In the present study, adherence to OROS MPH treatment was generally high, as might be expected in a randomized, placebo-controlled trial. Self-reported adherence in real-life settings is, however, substantially lower [7, 8]. Factors associated with reduced adherence in the present study included score on the DUSI-R psychiatric disorder scale, completing university versus high school, and shorter time since diagnosis of ADHD; and men were more adherent than women. Adherence was also higher in subjects receiving placebo than in those receiving OROS MPH. In particular, the discontinuers in the MPH groups had a low adherence. In the patients who completed the trial, there was no difference in adherence between the treatment groups. In previous studies that looked at factors associated with adherence in adults with ADHD, adherence was significantly correlated with ADHD symptoms, substance abuse and younger age [7, 8]. These studies had small sample sizes, however, and were based on patient reports of adherence, so direct comparison with the present study is difficult.
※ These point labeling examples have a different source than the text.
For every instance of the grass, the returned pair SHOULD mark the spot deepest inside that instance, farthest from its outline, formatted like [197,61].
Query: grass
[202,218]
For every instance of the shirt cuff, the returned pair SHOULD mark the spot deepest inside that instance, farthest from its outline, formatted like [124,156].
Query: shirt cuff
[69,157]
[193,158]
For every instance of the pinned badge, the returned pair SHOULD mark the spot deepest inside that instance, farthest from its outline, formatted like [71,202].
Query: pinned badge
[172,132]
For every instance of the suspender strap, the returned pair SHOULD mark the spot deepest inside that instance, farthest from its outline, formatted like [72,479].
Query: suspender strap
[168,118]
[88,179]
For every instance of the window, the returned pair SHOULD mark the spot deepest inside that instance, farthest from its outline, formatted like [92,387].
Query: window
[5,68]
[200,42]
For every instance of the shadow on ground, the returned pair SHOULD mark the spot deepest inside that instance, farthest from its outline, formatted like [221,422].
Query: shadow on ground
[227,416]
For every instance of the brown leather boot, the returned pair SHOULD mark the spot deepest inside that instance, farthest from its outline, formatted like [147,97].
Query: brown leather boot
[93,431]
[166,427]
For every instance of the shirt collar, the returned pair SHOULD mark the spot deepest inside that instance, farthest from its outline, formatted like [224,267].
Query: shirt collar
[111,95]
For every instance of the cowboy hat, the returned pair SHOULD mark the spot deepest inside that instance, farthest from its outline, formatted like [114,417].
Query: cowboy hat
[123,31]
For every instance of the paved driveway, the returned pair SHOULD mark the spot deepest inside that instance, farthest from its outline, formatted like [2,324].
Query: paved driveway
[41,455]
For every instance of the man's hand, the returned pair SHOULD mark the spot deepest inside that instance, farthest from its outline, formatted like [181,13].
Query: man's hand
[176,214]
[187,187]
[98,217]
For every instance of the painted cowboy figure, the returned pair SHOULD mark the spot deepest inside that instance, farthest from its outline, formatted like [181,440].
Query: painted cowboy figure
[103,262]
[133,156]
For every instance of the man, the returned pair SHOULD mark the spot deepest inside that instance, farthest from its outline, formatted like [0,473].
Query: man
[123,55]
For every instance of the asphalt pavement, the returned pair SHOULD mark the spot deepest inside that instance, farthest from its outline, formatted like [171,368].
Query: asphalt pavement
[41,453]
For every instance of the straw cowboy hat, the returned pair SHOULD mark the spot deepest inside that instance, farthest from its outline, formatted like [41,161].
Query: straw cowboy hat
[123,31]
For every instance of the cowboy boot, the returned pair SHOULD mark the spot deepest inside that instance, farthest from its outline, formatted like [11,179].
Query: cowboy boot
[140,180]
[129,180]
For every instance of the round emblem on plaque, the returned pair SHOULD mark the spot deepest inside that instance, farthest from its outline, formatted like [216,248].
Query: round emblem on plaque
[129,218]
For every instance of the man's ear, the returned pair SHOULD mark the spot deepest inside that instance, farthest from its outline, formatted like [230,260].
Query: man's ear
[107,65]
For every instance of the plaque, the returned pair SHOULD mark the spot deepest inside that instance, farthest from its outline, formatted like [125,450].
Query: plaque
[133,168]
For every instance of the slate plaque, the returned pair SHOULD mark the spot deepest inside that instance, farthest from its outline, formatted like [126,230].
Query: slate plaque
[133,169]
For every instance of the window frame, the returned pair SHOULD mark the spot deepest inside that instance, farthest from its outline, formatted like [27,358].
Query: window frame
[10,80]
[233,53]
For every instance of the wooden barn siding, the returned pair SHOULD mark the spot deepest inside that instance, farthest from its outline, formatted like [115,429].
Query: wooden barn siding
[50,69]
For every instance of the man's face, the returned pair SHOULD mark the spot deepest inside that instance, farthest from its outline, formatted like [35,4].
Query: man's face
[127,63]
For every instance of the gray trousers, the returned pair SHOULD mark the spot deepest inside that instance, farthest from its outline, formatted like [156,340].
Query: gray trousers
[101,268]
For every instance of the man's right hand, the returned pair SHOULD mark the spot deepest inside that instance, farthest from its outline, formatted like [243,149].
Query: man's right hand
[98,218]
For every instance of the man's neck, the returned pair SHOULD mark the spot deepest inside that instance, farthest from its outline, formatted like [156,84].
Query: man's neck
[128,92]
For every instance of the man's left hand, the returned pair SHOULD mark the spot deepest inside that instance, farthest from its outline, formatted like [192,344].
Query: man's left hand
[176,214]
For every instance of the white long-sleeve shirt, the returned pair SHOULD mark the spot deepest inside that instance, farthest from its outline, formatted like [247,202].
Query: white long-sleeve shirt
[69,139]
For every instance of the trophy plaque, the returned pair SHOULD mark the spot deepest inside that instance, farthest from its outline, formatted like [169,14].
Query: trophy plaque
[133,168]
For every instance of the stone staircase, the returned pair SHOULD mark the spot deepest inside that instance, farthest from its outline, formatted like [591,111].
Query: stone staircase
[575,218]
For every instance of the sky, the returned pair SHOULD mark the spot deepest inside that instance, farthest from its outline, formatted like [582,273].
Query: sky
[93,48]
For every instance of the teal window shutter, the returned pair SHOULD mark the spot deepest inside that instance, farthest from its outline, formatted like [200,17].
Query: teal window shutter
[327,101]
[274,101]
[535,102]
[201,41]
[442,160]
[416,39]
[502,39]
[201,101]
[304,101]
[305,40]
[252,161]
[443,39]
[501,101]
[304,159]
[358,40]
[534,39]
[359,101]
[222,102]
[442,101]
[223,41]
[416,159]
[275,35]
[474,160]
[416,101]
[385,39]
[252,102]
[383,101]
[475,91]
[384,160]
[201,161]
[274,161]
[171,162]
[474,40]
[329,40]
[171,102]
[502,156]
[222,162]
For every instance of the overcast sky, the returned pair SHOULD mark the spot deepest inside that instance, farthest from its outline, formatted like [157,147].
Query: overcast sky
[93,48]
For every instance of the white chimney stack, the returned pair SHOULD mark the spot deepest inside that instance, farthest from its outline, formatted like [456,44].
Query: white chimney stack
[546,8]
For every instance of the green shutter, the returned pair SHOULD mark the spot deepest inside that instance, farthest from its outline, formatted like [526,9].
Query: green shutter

It is possible that some of the factors identified as contributing to non-adherence (e.g. education, time since diagnosis) may, in fact, reflect some degree of misdiagnosis of ADHD, with subsequent impact on adherence and study discontinuation. For example, the disorder is highly genetic, is lifelong, and is likely to interfere with completion of education. Furthermore, some of its symptoms may be mimicked by other psychiatric disorders (e.g. anxiety or depression may produce difficulty concentrating or maintaining focus on current activities). It is important to note, however, that a short time since diagnosis is common in adults with ADHD, as they are unlikely to have been diagnosed during childhood in Europe. The impact of short time since diagnosis on adherence may therefore reflect lower acceptance of the disorder and less motivation for treatment. Similarly, lack of family history could suggest a subgroup who have ADHD that is less heritable, or where the patient does not know or realise that ADHD is present in the family (not uncommon when one is not yet familiar with the clinical presentation of ADHD). Psychiatric comorbidity in patients with ADHD may lead to low adherence through impact of MPH on other symptoms, such as anxiety or depression, while substance abuse is clearly associated with non-attendance, stagnation of treatment and interference with evaluation of medication. Similarly, completion of higher education does not necessarily point to an incorrect diagnosis; more intelligent individuals with ADHD tend to achieve higher levels of education than those of lower intelligence, yet still experience impairments relative to their potential.
The analysis of change in CAARS:O-SV showed that lower adherence was significantly associated with less improvement in ADHD symptoms, particularly in subjects receiving OROS MPH. The other notable predictor of treatment efficacy was the presence of a family history of ADHD; this may be because subjects with affected family members may have had access to greater support. As expected, baseline CAARS:O-SV score was also significantly associated with improvement in CAARS:O-SV, as was time since ADHD diagnosis. As non-adherence is related to study discontinuation, the analysis was repeated on study completers and it was again shown that non-adherence significantly affected the level of improvement in CAARS:O-SV. There were, however differences between the main analysis set and the completer population, which may be related to the impact of discontinuation in the main analysis set, and may also have been affected by the decreased statistical power in the smaller population or the lower variability in adherence in the completer population.
A main strength of the present study is the size of the cohort, although it should be noted that this was a post-hoc analysis and the study was not designed to assess adherence. In addition, identification of factors that are statistically associated with adherence does not always translate into clinical relevance . A randomized, controlled trial may not be the best setting in which to evaluate adherence, which may be higher than in the ‘real world,’ as suggested by previous small studies in adults with ADHD [7, 8]. The generalizability of the study findings may therefore be limited to clinical trials in which patient inclusion is strictly controlled, excluding patients with, for example, psychiatric co-morbidity. It should also be noted that there are numerous possible methods of assessing adherence, including patient reports, carer reports, pill counts, pharmacy data, electronic measurement and measurement of plasma drug levels; but none of these methods is ideal. In the present study, it is possible that measurements of adherence were affected by patients deliberately returning fewer capsules to give the impression that their adherence was higher . Furthermore, one important predictor of adherence—number of medication doses—could not be analysed in the present study, as all patients received a single daily dose of OROS MPH or placebo. Finally, the potential impact of selecting a cut-off for the definition of ‘adherent’ other than 95% was not investigated.
Concepts of adherence are continuing to evolve, and the factors involved in adherence can be extended to a broader concept of ‘concordance,’ as recently introduced by David Coghill (J. J. S. Kooij; personal communication). This describes something beyond adherence, namely mutual agreement between patient and physician with the need for medication and the correct way to take it. Patient education is a key part of achieving concordance.